И будто даже в смущении…

А Филя живо так:

— Закусочки? Гороха моченого?

— Ульянинского! — уточнил Разумов.

— Ульянинского, — согласился Филя.

И за дверь.

И опять Разумов посмеивается да из-под бумажного колпака недозолоченную чашечку достает, твореное золото расправляет, кисточку на свет смотрит — тонка ли?

Только он — в который уже это раз? — свое устройство разложил да подготовил, — дверь настежь, и на пороге Филя. В обеих руках тарелки, и не какие-нибудь, а ульянинские, с голубой каемочкой, — слава богу Разумов их знает.

Филя стоит как вкопанный.

— Ваше, — говорит, — приказание выполнено: в этой тарелке ульянинский моченый горох. А в этой — соленые огурцы, Ульяна сказала, что вы их также обожаете.
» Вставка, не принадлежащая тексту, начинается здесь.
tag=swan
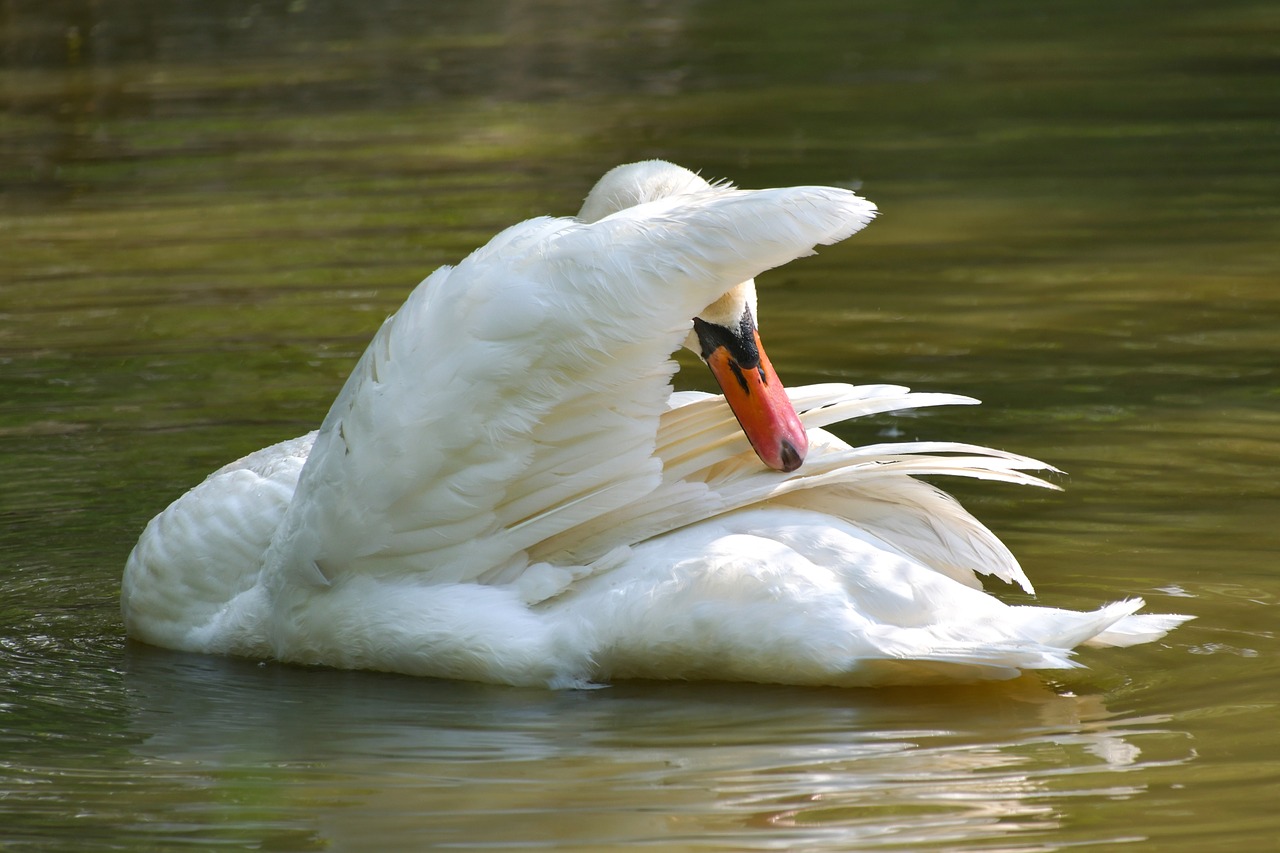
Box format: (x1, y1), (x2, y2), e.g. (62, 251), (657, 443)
(122, 161), (1189, 688)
Разумов остолбенел: ах ты, пропади все пропадом — нечистая сила, что ли, ему помогает? Ведь и горох — тот, что надо, и про огурцы верно. Но как же так ухитряется парень выполнять все его желания?

Кукушка один раз прокуковала. Разумов чуть за голову не схватился: только полчаса и осталось на все про все золотильные дела. Видно, не спрячешь секреты от Фильки-востреца. И ведь не выгонишь, — он, хитрюга, это понимает. Вон — стоит рядом со столом, глазами зыркает: не успел Матвей Кириллович закрыть свои снадобья. Парень на заметку все и берет: и что за золото, и что на пузырьках написано, и какие кисточки и инструментики разложены. Теперь только бери да по разумовским прописям сам так и стегай. Вот тебе и секрет, старый позолотчик, — ничего не осталось, и стоишь ты перед парнем голый, как в предбаннике.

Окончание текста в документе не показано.